Internacional

Câmaras escondidas captam práticas racistas nas praias particulares da Côte d'Azur, dizem ativistas

"Quando liguei de volta e dei um nome francês, estranhamente ainda havia lugares"
"Quando liguei de volta e dei um nome francês, estranhamente ainda havia lugares"
John Phillips

As imagens mostram um casal com aparência caucasiana a receber espreguiçadeiras, logo após um casal que aparentava ser "do norte de África" ter sido informado de que estavam reservadas

Um casal descrito como tendo "aparência norte-africana" que solicitou espreguiçadeiras na praia foi informado de que todas estavam reservadas. Alguns minutos depois, um casal caucasiano que fez o mesmo pedido no local recebeu espreguiçadeiras na primeira fila, perto do mar. Este foi apenas um dos casos detetados e enquadrados como discriminatórios por ativistas antirracismo que filmaram secretamente praias particulares na Côte d'Azur. Os integrantes da organização SOS-Racisme enviaram casais de diferentes origens para pontos exclusivos na costa francesa, e usaram câmaras escondidas para registarem como cada um foi recebido. Agora, conta o jornal "The Guardian", os ativistas estão a planear uma ação legal, alegando discriminação na Riviera Francesa.

De acordo com a equipa do SOS-Racisme, várias pessoas não conseguiam fazer uma reserva para espreguiçadeiras em praias particulares se dessem um nome que com sonoridade estrangeira. "Com um nome que soa africano, o lugar estava cheio; quando liguei de volta e dei um nome francês, estranhamente ainda havia lugares", denunciou um ativista ao jornal "Le Monde".

A SOS-Racisme realizou operações secretas semelhantes para destacar a discriminação desde a década de 1990, mas é a primeira vez que testa praias particulares na Riviera. Alega que um terço das praias privadas de Juan-les-Pins e Antibes são discriminatórias ilegalmente e dois terços das boates e bares testados em Marselha e Aix-en-Provence estão operando uma seleção ilegal de clientes com base em suas origens.

“Descobrimos que a discriminação pode ser baseada na roupa, na cor da pele, na aparência física e na origem da pessoa. É injusto e intolerável viver assim”, disse Karima Es-slimani, da SOS Racisme Nice, à televisão France 3 após o teste na praia.
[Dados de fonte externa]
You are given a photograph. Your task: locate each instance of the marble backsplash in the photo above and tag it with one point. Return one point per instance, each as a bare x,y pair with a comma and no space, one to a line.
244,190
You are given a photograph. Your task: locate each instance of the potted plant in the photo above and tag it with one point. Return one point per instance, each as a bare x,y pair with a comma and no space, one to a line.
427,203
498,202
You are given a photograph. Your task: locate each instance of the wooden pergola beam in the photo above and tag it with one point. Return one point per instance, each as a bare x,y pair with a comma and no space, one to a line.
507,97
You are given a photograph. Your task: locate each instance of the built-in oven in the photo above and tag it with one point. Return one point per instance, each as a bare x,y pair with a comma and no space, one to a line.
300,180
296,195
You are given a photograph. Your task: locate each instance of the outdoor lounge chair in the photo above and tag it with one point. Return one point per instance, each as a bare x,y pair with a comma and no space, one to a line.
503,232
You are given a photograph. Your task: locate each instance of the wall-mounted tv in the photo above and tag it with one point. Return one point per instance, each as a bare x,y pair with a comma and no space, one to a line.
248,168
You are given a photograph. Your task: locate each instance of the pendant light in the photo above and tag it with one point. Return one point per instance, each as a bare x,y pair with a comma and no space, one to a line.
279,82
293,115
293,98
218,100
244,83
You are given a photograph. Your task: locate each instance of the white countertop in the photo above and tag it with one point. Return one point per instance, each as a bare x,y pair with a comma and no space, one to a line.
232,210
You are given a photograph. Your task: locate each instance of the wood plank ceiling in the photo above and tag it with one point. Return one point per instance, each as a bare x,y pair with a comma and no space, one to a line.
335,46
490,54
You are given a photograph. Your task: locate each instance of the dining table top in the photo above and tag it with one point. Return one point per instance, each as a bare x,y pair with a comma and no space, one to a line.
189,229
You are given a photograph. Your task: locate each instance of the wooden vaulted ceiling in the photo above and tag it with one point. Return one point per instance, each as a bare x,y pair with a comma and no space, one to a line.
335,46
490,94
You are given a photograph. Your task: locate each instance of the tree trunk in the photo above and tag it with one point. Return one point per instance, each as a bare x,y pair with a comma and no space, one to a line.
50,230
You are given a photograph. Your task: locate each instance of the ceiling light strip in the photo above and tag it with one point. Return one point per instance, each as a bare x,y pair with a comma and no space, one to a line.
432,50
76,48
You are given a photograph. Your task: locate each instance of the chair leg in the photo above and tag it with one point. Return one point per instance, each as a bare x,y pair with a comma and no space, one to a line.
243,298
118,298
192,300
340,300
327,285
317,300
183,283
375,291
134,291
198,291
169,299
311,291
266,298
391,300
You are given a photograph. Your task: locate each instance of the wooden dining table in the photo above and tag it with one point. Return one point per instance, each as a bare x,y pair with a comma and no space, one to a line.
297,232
"Claro fracasso das autoridades"

A organização está a juntar um arquivo para apresentar aos advogados, revelou Paula Cornette, da SOS-Racisme. "Estamos a trabalhar com advogados pro-bono que precisam de muitos detalhes para tomar medidas legais. Também usarão essas informações para elaborar relatórios anuais descrevendo a discriminação em cada área."

“Esta situação é o resultado de um claro fracasso das autoridades em proibir a discriminação racial”, afirmou também Dominique Sopo, presidente da SOS-Racisme, em declarações aos jornalistas. As descobertas das organizações serão enviadas à polícia e às autoridades locais. “Observaremos de perto para ver que ação legal se seguirá”, acrescentou o responsável.

A SOS-Racisme não especificou os estabelecimentos particulares que visitou em Juan-les-Pins e Antibes.

Um relatório do Comitê Consultivo Nacional de Direitos Humanos sobre racismo em França, publicado no mês passado, expôs que a sociedade francesa estava a tornar-se mais tolerante. O “índice de tolerância” anual fixava-se em 68/100 (68%), o mais alto de todos os tempos, de acordo com a secretária-geral do comitê, Magali Lafourcade.

No entanto, o mesmo documento evidencia que o preconceito contra certas comunidades – incluindo muçulmanos e comunidade cigana – ainda é uma preocupação relevante.

O Comitê Consultivo Nacional de Direitos Humanos detalha que cerca de 1,2 milhão de pessoas são vítimas de agressão por motivos raciais todos os anos em França, mas há apenas mil condenações pelos delitos relatados em tribunal. Muitas vezes isso acontece devido à relutância das vítimas em denunciar os ataques à polícia, admite o Comitê.

“Vemos que há uma falha das instituições em perceber que este é um problema criminal”, declarou Magali Lafourcade. “Se houvesse muitas queixas, muitas ações legais e muitas condenações, poderíamos esperar que os incidentes diminuíssem”, conclui.